With international journals (as opposed to those with clear national foci), editors are keen to publish papers that will interest global readers. In the tobacco control research space. A competent study of smoking prevalence among medical students in a single university in Calathumpia will be of far less interest than one that compares the same phenomenon in a large number of countries using a standard protocol. However, if a local prevalence study is contextualized against particular policies or practices that allow consideration of what might be explaining changing prevalence, that might well interest international readers.
8. Tell-tale signs of slap-dash preparation
A paper which has been rejected, perhaps often, by other journals often has signs that do not require a degree in forensic investigation to discern. Wrong referencing styles, not using the required headings or abstract style, dated data and a focus on water-under-the-bridge events, policies etc are all often give-aways. Under the weight of abundant choices, editors can take the attitude that they will give about the same time to such pass-the-parcel submissions as the authors have given to a journal’s requirements.
9. Come clean: attach previous reviews and changes
Many papers are rejected after review. Rejection here is often not because of irreparable problems, but simply because it’s been decided that your paper does not rank highly enough against others lined up in the “potential” marshalling yard. If yours has been rejected for other than fatal flaws, do not simply submit the same, unrevised paper to the next journal down the food-chain. Instead, address those changes that the previous journal’s reviewers suggested, and send the next journal a covering letter explaining that you had it reviewed by another journal, didn’t make the cut and include the reviews as well as a point-by-point explanation of how you addressed criticisms in your revision, now being submitted to the new journal.

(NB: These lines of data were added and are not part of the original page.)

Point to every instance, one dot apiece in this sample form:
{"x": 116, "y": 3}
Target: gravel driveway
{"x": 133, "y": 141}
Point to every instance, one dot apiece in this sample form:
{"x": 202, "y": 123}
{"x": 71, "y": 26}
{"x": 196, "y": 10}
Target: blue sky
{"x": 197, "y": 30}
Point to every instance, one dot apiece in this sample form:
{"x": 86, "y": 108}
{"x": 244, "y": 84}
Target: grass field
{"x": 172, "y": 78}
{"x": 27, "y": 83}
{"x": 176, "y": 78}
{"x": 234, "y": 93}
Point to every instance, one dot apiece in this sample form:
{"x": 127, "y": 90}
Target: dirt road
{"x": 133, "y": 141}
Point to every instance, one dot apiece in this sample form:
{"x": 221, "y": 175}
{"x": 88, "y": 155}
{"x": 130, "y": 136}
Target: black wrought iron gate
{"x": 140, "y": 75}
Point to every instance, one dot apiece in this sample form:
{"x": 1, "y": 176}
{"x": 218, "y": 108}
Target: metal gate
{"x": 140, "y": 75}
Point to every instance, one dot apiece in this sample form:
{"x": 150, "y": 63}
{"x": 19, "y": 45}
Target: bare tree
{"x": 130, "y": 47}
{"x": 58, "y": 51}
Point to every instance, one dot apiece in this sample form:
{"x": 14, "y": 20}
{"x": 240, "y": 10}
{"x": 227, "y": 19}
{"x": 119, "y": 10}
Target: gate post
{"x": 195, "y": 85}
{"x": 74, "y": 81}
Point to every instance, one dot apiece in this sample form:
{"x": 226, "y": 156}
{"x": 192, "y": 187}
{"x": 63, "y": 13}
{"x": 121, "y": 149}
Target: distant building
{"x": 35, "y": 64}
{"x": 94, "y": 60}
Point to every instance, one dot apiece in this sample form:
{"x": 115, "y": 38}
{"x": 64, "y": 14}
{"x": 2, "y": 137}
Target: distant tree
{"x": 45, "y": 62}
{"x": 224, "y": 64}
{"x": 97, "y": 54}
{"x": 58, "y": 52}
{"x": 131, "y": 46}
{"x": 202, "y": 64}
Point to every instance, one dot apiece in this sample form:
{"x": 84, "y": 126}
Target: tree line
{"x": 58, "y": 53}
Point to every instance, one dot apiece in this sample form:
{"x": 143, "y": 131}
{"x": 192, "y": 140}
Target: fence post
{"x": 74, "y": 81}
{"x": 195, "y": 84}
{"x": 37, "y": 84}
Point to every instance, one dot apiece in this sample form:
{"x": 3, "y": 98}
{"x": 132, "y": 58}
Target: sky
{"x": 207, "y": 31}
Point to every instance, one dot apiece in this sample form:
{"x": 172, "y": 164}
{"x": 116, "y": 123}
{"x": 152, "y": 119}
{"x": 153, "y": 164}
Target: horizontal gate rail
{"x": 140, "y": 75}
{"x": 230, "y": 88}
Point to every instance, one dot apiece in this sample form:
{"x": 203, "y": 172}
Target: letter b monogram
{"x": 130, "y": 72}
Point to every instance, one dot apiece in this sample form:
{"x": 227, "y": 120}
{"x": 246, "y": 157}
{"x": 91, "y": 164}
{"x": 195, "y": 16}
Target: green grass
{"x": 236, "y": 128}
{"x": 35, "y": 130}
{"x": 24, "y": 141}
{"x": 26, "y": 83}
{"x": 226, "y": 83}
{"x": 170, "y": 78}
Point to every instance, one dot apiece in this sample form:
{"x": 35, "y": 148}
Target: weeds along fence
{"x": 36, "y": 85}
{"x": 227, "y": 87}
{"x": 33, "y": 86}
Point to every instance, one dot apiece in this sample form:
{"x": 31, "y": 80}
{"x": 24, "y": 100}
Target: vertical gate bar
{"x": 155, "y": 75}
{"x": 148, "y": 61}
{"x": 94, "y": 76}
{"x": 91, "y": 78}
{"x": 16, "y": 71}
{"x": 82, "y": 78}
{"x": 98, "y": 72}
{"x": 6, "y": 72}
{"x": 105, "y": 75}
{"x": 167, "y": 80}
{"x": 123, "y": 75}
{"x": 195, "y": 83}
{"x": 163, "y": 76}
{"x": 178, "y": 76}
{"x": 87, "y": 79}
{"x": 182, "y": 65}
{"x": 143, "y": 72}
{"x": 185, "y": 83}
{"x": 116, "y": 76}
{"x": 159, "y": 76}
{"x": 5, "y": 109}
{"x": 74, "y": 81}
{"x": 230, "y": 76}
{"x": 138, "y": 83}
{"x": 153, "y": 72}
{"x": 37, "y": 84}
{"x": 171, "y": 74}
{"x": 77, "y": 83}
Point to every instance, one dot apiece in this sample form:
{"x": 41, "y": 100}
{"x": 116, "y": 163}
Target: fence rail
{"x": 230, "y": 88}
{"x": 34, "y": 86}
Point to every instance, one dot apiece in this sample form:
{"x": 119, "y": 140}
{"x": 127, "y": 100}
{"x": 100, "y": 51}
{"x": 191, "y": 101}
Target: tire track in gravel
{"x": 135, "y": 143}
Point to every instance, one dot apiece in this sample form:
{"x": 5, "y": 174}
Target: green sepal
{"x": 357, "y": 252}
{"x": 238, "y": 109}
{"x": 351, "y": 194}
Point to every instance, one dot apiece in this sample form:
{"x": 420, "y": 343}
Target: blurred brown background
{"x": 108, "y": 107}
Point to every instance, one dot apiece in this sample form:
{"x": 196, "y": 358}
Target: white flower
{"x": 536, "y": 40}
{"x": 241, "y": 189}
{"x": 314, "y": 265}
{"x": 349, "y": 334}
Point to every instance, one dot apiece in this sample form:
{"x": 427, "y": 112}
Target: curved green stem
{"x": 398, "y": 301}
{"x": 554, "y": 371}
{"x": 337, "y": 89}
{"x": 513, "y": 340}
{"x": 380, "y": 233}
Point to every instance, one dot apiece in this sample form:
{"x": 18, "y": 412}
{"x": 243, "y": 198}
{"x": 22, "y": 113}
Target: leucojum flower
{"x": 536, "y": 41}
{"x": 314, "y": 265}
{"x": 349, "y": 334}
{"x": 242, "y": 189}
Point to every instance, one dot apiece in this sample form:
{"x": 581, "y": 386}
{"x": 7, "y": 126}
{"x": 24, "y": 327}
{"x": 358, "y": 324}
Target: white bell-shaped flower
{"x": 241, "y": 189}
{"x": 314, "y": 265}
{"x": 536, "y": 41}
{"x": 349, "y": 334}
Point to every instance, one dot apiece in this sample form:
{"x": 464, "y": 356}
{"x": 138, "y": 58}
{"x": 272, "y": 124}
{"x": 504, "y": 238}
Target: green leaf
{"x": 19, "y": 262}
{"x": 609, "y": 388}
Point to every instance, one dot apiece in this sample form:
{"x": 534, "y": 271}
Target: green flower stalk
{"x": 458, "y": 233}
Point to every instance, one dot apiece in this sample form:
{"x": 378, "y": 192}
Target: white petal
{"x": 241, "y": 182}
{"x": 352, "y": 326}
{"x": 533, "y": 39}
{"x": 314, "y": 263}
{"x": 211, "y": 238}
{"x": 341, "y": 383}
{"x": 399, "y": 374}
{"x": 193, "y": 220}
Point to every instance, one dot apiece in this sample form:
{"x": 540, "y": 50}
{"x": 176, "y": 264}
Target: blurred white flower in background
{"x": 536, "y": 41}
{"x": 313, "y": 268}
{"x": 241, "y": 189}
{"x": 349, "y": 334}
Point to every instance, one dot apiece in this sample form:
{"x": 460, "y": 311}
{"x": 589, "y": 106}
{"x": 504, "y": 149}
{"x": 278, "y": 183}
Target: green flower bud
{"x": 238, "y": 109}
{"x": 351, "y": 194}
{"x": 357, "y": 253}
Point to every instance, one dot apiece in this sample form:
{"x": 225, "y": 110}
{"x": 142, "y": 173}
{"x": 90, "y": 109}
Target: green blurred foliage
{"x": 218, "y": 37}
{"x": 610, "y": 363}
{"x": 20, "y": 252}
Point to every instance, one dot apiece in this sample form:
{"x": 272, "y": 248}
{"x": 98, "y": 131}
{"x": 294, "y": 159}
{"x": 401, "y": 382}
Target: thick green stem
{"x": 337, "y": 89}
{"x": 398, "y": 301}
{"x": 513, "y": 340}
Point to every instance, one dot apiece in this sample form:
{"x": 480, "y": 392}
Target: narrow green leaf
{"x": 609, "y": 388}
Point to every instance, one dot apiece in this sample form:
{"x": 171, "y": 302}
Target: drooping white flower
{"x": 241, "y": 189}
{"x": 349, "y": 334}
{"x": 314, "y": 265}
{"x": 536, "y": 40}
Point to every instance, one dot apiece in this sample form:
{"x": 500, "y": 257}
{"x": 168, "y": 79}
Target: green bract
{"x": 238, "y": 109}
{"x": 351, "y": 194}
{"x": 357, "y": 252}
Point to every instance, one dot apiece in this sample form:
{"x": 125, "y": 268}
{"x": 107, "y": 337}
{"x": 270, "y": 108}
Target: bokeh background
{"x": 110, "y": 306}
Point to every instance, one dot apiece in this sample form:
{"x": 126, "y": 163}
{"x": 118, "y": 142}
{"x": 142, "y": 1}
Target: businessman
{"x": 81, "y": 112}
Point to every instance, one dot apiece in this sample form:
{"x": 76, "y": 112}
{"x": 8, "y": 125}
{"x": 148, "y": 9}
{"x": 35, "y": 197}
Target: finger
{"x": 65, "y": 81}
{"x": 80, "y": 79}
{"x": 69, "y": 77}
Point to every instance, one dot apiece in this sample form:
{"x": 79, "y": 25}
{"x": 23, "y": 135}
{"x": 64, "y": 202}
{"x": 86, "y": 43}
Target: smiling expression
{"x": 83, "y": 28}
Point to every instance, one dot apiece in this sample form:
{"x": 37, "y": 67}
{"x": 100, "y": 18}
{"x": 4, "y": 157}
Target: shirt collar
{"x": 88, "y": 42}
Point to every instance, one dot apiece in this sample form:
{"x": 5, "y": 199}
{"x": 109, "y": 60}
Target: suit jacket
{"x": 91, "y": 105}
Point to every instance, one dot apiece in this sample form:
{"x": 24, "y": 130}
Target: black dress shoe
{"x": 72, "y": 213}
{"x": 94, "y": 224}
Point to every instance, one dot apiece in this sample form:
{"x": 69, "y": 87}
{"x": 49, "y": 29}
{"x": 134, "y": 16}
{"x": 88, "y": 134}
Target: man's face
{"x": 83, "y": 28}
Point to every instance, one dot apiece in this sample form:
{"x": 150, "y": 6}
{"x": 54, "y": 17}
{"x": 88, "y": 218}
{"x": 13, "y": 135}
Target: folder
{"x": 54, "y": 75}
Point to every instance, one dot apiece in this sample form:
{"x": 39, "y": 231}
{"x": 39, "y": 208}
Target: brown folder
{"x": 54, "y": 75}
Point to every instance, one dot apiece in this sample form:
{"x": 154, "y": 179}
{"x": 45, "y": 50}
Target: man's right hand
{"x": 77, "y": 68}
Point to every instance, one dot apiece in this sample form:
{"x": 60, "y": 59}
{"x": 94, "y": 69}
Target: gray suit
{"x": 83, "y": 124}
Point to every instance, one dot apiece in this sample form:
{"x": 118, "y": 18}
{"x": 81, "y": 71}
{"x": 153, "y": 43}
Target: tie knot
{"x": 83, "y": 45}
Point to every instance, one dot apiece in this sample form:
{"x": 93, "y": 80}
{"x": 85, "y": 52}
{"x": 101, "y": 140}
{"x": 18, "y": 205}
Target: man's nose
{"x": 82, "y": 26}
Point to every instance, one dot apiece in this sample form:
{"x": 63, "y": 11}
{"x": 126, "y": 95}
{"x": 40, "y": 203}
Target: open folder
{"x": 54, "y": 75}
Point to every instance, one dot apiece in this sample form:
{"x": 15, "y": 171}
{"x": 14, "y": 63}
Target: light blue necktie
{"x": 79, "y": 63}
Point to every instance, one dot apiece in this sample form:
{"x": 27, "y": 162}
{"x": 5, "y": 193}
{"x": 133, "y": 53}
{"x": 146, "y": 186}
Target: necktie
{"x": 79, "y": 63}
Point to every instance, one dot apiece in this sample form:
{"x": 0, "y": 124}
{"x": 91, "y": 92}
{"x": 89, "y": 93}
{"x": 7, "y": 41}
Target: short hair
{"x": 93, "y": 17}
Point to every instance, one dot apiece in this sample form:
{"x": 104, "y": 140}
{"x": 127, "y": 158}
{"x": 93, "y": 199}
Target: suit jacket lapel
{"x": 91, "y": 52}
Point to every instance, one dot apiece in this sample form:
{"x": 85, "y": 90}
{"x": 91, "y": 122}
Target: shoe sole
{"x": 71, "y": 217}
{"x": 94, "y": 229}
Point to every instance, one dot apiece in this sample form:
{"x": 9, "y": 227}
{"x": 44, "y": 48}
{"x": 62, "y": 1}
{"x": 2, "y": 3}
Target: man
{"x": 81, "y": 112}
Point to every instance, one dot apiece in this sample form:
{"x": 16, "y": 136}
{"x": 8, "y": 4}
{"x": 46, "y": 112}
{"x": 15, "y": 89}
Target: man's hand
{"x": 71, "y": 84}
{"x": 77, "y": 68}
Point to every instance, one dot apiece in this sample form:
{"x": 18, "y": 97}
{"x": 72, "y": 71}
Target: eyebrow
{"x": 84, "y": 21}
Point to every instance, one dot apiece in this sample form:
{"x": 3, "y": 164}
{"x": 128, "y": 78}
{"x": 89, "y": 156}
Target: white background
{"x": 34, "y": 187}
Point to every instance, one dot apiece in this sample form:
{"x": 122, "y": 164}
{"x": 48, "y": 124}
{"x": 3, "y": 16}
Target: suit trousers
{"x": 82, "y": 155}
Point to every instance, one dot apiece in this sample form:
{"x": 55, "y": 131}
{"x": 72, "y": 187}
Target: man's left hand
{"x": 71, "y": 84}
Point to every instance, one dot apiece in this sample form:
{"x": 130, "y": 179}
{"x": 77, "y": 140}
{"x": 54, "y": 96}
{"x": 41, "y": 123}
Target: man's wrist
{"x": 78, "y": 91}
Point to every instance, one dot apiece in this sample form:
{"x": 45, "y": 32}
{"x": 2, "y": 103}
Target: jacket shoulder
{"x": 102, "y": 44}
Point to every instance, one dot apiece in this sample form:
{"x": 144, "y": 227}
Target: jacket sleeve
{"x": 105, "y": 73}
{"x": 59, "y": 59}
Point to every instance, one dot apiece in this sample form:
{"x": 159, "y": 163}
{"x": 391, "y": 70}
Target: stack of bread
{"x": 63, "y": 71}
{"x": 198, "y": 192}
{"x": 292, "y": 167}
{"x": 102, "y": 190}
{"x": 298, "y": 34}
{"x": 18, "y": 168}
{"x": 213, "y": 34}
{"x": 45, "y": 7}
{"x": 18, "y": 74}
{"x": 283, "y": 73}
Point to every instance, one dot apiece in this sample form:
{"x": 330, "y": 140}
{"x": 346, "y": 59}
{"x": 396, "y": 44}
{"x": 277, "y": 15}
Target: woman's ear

I used to very much appreciate that when it happened and sometimes just used one new reviewer to assess the adequacy of the revision. I have also (quite a few times) received a paper I reviewed for one journal, from another. It has just knocked on the next door still all disheveled, looking for a bed. When authors have made no attempt to make any changes, I always advise the editor of the second journal of this and attach my old review.
10. Nominate likely reviewers
Many journals invite authors to suggest possible suitable reviewers (provided that these people have no competing interests with the authors). A surprising number of authors fail to nominate anyone. Those who do are off to a good start with editors who have decided a paper is good enough to review. It saves them time, and in my experience is usually more likely to result in a reviewer agreeing to review as the authors may know of their interest in the focus of the paper. My usual practice was to pick 1 or 2 of the 3 required reviewers from those suggested by the authors.